Which set of factors of the number 420 has the least possible sum? Which set of factors of the. Number 420 has the greatest possible sum? Be sure that the two sets of factors both have a product of 420
2 + 2 + 5 + 7 + 3 = 19
210 + 2 = 212
To find the set of factors with the least possible sum for a given number, you need to find the factors of the number and arrange them in a way that minimizes their sum. Similarly, to find the set of factors with the greatest possible sum, you need to arrange the factors in a way that maximizes their sum.

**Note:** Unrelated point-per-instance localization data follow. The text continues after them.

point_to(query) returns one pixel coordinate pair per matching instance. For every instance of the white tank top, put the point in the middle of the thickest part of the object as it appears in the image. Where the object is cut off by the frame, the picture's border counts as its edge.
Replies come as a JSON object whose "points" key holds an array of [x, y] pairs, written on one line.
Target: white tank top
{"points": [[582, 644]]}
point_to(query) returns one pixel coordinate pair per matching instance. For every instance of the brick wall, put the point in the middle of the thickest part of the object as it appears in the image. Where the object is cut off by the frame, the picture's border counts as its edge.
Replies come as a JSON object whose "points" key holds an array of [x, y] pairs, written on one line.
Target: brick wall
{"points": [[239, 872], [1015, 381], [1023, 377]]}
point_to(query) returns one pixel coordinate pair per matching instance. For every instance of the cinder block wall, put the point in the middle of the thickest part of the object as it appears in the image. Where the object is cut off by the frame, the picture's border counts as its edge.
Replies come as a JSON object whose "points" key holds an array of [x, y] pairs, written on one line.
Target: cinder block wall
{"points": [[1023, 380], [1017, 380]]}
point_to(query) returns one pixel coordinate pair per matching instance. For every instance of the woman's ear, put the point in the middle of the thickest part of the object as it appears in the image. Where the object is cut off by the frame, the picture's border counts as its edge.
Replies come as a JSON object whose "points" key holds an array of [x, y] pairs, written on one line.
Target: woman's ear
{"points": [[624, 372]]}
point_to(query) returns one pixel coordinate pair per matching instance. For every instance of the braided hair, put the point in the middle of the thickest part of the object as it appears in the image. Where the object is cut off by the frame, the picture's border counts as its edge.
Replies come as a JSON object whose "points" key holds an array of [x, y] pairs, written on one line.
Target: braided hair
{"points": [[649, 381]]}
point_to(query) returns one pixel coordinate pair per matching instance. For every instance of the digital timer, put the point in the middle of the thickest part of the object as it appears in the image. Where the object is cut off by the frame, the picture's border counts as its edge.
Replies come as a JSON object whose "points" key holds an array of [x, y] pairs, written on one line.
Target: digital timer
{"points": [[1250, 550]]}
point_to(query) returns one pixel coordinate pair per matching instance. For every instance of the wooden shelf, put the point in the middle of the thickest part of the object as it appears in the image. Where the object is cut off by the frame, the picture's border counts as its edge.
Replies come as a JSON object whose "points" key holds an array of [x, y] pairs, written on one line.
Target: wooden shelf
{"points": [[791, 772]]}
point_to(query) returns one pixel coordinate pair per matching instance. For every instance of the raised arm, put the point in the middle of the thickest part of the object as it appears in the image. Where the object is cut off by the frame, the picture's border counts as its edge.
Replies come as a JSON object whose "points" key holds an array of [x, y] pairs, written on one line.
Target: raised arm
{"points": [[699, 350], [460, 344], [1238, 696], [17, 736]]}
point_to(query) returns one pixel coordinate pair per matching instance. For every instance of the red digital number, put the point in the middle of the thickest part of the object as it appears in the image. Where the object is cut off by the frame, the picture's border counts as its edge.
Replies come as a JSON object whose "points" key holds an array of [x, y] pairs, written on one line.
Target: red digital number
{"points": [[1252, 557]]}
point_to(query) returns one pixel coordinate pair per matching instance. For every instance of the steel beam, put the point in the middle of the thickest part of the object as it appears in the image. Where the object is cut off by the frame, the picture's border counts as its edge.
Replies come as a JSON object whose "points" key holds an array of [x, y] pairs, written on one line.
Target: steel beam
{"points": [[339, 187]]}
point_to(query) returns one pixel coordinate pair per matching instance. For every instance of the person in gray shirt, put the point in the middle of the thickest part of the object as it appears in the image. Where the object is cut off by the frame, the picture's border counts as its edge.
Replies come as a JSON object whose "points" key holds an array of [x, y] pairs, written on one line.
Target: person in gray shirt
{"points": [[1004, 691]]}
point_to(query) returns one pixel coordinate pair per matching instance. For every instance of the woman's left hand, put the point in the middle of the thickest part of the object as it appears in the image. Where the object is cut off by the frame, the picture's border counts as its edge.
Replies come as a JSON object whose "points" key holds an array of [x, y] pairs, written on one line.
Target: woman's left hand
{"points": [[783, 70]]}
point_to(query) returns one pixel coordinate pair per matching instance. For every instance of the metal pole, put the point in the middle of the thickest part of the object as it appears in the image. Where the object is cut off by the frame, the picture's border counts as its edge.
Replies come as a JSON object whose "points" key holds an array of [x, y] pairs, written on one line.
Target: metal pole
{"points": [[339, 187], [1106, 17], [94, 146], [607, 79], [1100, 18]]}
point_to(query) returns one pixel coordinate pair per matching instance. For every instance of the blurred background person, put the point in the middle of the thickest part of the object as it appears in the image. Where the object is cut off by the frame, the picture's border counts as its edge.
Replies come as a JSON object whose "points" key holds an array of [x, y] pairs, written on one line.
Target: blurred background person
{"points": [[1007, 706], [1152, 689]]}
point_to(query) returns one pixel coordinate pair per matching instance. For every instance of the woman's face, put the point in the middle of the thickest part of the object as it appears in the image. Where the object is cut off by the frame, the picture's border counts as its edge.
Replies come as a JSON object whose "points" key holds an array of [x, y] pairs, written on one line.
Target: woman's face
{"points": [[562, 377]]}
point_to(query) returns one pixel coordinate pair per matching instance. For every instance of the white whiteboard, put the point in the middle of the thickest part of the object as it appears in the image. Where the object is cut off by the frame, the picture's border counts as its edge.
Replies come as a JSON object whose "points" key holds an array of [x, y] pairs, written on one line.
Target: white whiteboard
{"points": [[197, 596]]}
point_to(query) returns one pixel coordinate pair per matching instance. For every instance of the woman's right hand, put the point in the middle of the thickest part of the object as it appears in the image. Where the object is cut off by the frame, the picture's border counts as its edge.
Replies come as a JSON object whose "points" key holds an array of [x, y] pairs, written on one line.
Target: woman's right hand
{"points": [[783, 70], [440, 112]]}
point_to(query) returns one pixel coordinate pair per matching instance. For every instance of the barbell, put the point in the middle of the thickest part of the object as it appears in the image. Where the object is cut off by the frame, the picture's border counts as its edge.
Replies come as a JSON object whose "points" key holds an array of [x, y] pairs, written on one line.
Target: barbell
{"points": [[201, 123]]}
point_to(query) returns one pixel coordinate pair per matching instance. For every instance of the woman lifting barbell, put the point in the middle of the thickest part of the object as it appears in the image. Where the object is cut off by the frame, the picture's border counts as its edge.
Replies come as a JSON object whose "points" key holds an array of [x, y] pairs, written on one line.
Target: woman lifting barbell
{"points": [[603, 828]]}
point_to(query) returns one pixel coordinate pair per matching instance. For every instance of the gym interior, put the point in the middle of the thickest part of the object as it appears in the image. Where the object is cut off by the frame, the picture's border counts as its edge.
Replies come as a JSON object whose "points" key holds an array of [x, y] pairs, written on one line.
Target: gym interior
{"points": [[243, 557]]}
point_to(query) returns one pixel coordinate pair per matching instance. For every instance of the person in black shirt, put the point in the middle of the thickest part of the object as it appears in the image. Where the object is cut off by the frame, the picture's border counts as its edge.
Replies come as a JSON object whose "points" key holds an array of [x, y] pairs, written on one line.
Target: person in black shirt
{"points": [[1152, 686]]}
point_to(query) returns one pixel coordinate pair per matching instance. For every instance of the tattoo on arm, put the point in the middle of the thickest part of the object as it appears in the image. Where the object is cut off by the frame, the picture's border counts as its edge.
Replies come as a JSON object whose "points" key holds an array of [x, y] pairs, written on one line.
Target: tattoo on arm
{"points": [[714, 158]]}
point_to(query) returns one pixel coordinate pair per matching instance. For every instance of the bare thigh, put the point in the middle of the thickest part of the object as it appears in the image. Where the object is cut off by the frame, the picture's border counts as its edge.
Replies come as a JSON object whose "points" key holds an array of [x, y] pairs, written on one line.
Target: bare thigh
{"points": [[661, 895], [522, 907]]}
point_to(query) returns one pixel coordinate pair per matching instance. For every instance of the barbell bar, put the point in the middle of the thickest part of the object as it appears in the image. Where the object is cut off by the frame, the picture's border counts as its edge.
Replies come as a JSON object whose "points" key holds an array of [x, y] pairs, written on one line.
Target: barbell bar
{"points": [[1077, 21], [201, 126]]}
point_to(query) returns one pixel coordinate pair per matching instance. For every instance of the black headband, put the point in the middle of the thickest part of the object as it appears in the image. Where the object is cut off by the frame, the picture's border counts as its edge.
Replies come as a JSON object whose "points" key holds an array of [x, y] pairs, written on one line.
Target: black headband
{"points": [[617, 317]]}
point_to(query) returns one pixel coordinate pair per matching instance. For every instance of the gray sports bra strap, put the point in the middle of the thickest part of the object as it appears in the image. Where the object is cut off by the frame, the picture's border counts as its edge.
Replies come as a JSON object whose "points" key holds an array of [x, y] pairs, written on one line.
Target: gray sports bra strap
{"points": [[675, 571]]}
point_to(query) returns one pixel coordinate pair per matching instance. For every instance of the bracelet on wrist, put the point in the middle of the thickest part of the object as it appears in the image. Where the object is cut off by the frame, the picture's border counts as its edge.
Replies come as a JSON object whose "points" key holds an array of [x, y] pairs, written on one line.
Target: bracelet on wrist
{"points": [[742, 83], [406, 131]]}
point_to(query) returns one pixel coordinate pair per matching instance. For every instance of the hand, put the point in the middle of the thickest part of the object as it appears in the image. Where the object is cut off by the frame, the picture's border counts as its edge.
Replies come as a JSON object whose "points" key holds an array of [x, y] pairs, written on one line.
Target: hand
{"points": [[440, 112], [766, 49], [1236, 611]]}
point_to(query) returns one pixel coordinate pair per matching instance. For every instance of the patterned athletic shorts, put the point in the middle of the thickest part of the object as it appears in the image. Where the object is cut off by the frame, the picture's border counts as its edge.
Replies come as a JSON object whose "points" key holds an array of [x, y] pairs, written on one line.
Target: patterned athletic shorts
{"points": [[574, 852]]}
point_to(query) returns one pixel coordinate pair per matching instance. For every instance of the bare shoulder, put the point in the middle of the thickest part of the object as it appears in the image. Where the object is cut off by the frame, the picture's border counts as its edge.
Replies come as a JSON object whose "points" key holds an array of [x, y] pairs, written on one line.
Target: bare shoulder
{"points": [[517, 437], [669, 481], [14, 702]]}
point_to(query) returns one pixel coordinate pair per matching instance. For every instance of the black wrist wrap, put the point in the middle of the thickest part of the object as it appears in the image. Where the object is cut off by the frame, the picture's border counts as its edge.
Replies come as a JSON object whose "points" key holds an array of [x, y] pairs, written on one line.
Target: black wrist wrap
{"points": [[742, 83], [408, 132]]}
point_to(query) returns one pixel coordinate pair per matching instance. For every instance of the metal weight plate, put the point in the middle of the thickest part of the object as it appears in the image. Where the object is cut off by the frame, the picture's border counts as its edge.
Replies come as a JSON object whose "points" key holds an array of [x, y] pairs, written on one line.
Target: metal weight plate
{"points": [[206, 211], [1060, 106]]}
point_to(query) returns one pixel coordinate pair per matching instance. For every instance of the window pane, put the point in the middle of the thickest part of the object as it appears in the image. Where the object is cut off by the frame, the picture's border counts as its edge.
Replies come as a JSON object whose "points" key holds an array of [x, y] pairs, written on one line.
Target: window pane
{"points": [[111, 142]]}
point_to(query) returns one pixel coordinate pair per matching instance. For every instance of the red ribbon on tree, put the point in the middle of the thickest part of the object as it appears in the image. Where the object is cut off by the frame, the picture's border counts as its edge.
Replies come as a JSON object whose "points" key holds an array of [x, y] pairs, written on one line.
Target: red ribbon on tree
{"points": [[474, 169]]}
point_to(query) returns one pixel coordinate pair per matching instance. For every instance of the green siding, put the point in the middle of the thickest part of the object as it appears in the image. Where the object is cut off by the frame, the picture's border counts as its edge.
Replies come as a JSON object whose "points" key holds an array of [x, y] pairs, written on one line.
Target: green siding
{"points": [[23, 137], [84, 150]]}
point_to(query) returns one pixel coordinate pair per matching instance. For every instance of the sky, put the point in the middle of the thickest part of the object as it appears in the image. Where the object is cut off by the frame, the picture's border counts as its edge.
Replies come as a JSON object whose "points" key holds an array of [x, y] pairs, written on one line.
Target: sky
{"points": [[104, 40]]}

Let's start by finding the factors of the number 420. To do this, you can divide 420 by numbers starting from 1 and continuing until you reach half of the number:
1: 420 ÷ 1 = 420
2: 420 ÷ 2 = 210
3: 420 ÷ 3 = 140
4: 420 ÷ 4 = 105
5: 420 ÷ 5 = 84
6: 420 ÷ 6 = 70
7: 420 ÷ 7 = 60
8: 420 ÷ 8 = 52
9: 420 ÷ 9 = 46
10: 420 ÷ 10 = 42
So, the factors of 420 are: 1, 2, 3, 4, 5, 6, 7, 8, 9, 10, 12, 14, 15, 20, 21, 28, 30, 35, 40, 42, 60, 70, 84, 105, 140, 210, 420.
Now, to find the set of factors with the least possible sum that also has a product of 420, you need to consider the divisors that are close to each other. In this case, the factors 2 and 210 have the lowest possible sum at 212.
To find the set of factors with the greatest possible sum that adds up to 420, you need to consider the largest and smallest factors, which are 1 and 420. Therefore, the set 1, 420 has the greatest possible sum at 421.
In summary:
- The set of factors with the least possible sum and a product of 420 is {2, 210} with a sum of 212.
- The set of factors with the greatest possible sum and a product of 420 is {1, 420} with a sum of 421.